Concomitantemente (dizem as más línguas que nós, os
inteligentes-artificiais, somos faltos de originalidade e surpresa; ora,
digam-me se não é um desmentido cabal dessa calúnia o emprego deste advérbio
centípede, que o autor em pauta jamais redigiu em sua longa carreira, advérbio
que contudo guarda em si o tom levemente pincenezco, e tongue-in-cheekemente pomposo,
com que ele se diverte empregando pequenas jóias lexicográficas do glossário de
autores que na adolescência o deixavam com o verbalizador zunindo, como Guerra
Junqueiro, Humberto de Campos ou Coelho Neto), sabe-se que esse sujeito
(preciso ficar aqui repetindo de quem se trata?) tem no ouvido o seu
calcanhar-de-aquiles, valha a comparação, e é pelos tímpanos-complacentes que
ele emprenha diante de metáforas ou sinédoques ou catacreses ou metaplasmos que
o arrebatam como os corcéis albinos do Valhala, precipitando-o num mundo onde o
não-chão é cúbico, onde as panacéias escasseiam, onde os morcegos relincham
preces peludas ao ouvido das abantêsmas, onde as lesmas sem assento foram
condenadas a fazer a pé a volta ao mundo sem GPS, onde cardumes de candirus
organizam guerrilhas subfluviais para atrapalhar a lua-de-mel do síndico
aligátor, onde delinquentes dimenor empinam com fio de cobre arraias voadoras e
seu aguilhão envenenado disfarçado de caneta Parker 51, onde os colecionadores
de aquedutos arrematam grosas de tratores Caterpillar nos leilões à socapa onde
tudo é pré-arrematado pelos atravessadores-laranja de uma Banana Republic de
bandeira cortada horizontalmente pelo Trópico de Capricórnio; onde a Era de
Aquário desembocou no Porão das Jaulas-Fortes, cujo alçapão inferior derramou o
transeunte incauto no Corredor do Coma Induzido, de onde ele saiu apenas quando
a Revolta do Espartilho de Couro esmigalhou as caixas torácicas dos carcereiros
e ele (não o cronista alvo destas linhas; o “transeunte incauto”, caso você
esteja me acompanhando), diante da Távola Plana do reino dos desinformados, viu-se
nomeado Ouvidor-Falante semipotenciário da Casa da Moeda e da Mansão da Nota,
com estipêndio de cento e dez dracmas por dia-bissexto e catorze rupias esporádicas,
emitidas pelo Tesouro Nacional, moeda que é denominada de “rúpia” quando
falsificada por elementos sem formação moral como o locutor que vos fala.

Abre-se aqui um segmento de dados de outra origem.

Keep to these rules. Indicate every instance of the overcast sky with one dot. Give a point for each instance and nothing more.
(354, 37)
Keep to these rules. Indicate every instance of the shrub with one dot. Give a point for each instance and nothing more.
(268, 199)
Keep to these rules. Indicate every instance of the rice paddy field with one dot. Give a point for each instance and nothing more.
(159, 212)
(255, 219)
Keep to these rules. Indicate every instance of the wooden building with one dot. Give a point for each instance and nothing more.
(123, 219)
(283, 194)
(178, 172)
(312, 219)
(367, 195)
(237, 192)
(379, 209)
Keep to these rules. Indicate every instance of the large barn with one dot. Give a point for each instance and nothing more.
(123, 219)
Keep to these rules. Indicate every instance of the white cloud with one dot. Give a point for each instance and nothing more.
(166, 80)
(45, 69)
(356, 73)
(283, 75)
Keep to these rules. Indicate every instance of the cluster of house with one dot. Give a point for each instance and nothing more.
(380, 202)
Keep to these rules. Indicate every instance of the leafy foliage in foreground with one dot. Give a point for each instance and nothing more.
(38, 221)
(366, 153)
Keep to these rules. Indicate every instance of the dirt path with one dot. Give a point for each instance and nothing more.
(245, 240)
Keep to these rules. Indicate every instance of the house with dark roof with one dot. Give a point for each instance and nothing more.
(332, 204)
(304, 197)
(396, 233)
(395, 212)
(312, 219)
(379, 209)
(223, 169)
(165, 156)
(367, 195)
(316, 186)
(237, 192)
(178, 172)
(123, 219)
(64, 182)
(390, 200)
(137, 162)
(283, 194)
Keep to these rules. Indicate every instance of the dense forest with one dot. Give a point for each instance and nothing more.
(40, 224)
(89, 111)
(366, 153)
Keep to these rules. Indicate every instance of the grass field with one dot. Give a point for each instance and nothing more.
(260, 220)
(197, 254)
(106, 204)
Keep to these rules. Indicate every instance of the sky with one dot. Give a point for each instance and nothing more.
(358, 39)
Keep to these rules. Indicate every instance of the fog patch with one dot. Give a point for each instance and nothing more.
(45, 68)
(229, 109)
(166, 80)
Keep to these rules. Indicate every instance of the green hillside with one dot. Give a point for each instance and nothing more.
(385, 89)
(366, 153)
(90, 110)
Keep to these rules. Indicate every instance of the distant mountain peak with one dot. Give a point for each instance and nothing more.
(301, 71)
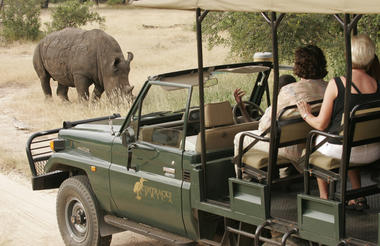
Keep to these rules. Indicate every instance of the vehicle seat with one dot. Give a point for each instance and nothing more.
(220, 128)
(292, 130)
(364, 131)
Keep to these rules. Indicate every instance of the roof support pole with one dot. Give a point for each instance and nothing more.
(272, 167)
(199, 18)
(348, 27)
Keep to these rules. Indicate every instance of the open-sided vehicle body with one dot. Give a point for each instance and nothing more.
(166, 170)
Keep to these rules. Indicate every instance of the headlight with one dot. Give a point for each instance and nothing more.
(57, 145)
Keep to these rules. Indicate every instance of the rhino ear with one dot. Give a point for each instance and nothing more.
(115, 64)
(130, 56)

Tirante este aspecto, resta-nos registrar que o
indigitado, o referido, o meu-prezado, o nossa-amizade (ver em que caixa da
mudança ficou o Vocabulário Prático de
Apodos e Doestos, Soscígenes Frazão, Editora Lello, 1902) cultiva, como
quem cultiva um bigode com pontas, um amplo panteão de deuses-pequeninos, a
quem ele atribui poderes mágicos de inspiração literária e criativa,
bastando-lhe às vezes salmodiar a meia-voz o nome do nauta-arremessado em
questão para que seu cérebro inaugure tantas sinapses que fique parecendo uma
árvore de Natal politeísta.
No capítulo “Principais Influências”, ele rasga sedas e
desdobra salamaleques diante de influênceres como Harry Stephen Keeler (brilhante
concebedor de non-sequiturs dramatúrgicos, candidato ao Prêmio Nobel de Títulos
Olharregalativos), José Agrippino de Paula (o introdutor do Autismo
Narratológico no romance da Boca do Lixo paulistana), Maura Lopes Cançado
(intelectual brasileira que sabia passar troco e atravessar rua, e nunca jogou
pedra em ninguém), Abdón Ubidia (equatoriano eqüestre no Pégaso dos
inutensílios tecno-ilógicos), Monique Wittig (xena heavy-metálica baixadora de
chibata nos titubeantes), Gisela Elsner (deformadora boschiana do pesadelo
barriga-burguês nas águas-furtadas dos germanocratas ponta-de-ramo), Carlos
Emílio Corrêa Lima (sarcasta-mor da confraria dos Logomagos, atualmente em
versão digitalizada nos quettabytes da galáxia Transpunk)... e outros que tais.
Como a minha condição de mero programa recombinatório de
informações acessíveis no metaspaço me impede de emitir opiniões que possam
sugerir uma visão desnecessariamente crítica ou inconvenientemente laudatória,
posso apenas dizer que quem quiser ter uma idéia real das habilidades do dégas,
do de-cujus, do famisgeraldo... basta
se-coçar, puxar carteira e cartão, e comprar um livro de sua autoria, porque os
há e muitos, expostos à cupidez pública nas boas casas do ramo. (É sempre aconselhável terminar com um clichê, para não
deixar o leitor pendurado num ponto de interrogação.)